Sorry, Mr Sinton – you’re not El Tel’s number 11.

El Tel’s midfield: David Platt, Trevor Steven, Carlton Palmer, Paul Merson, David Batty, Chris Waddle, David Rocastle

In the striking department, Taylor was pretty blessed and still managed some curious calls. Ian Wright was the First Division top scorer ahead of Gary Lineker yet Alan Smith (a top pro but not really an El Tel type of striker) was on the plane.

Lineker, despite being on the decline and on the way to Japan, did get 28 in his final season, so whilst hindsight says he was pretty much done (even Taylor suggested England played with ten men when they lost to Brazil in the game Lineker screwed the chance of levelling Sir Bobby Charlton’s record), he was still banging them in for an average Spurs team.

Lineker in a rare goalscoring opportunity

Alan Shearer was certainly worth his place in the squad, Venables would have agreed.

Given El Tel would have been playing with one frontman and two supporting, he’d have been safe enough taking Lineker, Wright and Shearer as his out-and-out frontmen.
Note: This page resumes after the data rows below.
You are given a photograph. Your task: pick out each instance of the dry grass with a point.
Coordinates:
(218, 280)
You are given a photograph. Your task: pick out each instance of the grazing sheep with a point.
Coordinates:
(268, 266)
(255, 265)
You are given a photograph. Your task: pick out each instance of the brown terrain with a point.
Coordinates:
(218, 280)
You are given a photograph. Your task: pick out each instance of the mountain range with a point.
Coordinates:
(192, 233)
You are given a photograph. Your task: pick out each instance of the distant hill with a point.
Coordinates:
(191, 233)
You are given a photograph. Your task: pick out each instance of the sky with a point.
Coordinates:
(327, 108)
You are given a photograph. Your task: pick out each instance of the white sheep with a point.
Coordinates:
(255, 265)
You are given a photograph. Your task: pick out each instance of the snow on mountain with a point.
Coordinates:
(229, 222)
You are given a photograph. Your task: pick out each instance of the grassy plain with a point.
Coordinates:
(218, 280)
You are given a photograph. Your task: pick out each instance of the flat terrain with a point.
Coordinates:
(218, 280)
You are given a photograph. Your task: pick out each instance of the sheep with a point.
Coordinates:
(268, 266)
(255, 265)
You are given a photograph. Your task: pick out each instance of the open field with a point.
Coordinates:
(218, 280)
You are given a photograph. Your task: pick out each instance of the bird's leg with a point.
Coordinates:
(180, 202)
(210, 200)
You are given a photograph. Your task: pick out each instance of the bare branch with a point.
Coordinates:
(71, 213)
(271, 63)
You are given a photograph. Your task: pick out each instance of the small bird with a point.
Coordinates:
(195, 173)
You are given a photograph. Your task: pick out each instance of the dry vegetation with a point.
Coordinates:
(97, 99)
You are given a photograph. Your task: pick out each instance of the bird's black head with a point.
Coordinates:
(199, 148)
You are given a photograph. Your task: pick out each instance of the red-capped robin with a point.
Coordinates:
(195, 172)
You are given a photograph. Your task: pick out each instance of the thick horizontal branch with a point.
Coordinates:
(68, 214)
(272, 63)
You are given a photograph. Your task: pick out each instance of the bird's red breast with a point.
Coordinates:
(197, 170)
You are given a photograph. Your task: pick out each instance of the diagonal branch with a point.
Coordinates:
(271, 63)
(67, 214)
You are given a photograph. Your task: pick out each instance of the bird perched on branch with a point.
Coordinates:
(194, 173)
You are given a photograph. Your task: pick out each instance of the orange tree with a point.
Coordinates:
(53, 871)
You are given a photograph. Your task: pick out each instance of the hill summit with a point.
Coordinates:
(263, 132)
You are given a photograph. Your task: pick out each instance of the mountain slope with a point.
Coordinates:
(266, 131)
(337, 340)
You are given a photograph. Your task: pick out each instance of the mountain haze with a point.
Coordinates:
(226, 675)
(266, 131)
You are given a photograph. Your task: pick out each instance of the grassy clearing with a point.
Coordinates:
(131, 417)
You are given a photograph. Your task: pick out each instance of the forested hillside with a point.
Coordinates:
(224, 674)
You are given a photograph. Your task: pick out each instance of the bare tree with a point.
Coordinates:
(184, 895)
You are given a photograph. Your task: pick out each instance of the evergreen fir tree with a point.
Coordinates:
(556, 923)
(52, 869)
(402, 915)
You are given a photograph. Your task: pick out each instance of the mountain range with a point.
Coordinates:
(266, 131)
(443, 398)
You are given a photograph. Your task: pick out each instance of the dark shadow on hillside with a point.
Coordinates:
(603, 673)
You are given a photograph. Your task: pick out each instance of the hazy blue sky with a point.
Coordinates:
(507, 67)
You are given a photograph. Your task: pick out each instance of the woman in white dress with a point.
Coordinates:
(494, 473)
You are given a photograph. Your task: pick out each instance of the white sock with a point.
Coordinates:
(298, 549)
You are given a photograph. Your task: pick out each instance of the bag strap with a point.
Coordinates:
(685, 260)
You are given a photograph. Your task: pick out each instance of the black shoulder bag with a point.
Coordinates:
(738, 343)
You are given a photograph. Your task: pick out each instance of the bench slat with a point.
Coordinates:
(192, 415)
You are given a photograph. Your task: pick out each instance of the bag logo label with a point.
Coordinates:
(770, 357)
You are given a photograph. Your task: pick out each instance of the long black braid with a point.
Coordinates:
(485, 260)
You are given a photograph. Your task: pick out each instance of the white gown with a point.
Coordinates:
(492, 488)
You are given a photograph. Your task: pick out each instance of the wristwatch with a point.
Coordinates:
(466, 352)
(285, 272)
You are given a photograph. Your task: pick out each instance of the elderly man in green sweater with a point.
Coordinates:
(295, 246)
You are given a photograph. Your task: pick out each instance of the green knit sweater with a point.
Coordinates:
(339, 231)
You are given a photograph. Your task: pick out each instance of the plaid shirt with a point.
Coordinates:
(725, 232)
After all, the supporting cast wasn’t bad.

El Tel’s forwards: Nigel Clough, Peter Beardsley, Ian Wright, Gary Lineker, Alan Shearer

And, then, the twist – and we all love a twist.

Carlton Palmer falls curse to the injuries – he must have said he played right back at school or something.

What does Venables do? Pick another English central midfielder to do English central midfield things? Of course not – we still have Batts to win the ball back.

Down in Wiltshire, a certain Glenn Hoddle was making playing sweeper look a little bit easy and El Tel had a dream where the Hod was talking Adams and Dessie through keeping Dahlin and Brolin quiet. Hoddle was back, the final piece of the jigsaw.

Hoddle: The final piece of the jigsaw in place

El Tel’s final squad for Euro 92;

David Seaman, Nigel Martin; Stuart Pearce, Martin Known, Des Walker, Gary Pallister, Tony Dorigo, Tony Adams; David Platt, Trevor Steven, Glenn Hoddle, Paul Merson, David Batty, Chris Waddle, David Rocastle; Nigel Clough, Peter Beardsley, Ian Wright, Gary Lineker, Alan Shearer

What would Terry have picked as his starting XI, though? I agree, with that squad, would it have really mattered? We’d have done better just by picking any of those names out of a hat. But, let us indulge ourselves.

Seaman; Adams, Hoddle, Walker; Steven, Batty, Platt, Pearce; Waddle, Beardsley; Lineker (c) 

Subs (I think it was three from seven, I am probably wrong): Martyn, Shearer, Wright, Keown, Rocastle, Dorigo, Merson

Tell me that team would have left Lineker stranded on 48 goals!

Would it have won Euro 92? Honestly, probably not – we might have got a spectacular semi-final defeat on penalties or something. But it would have categorically been better than what Taylor served up in Sweden over that summer of 1992.

Ah, I remember now – I was getting into tennis. Thank you Andre Agassi. Mind you, had El Tel been in charge of England that June I might not even know your name.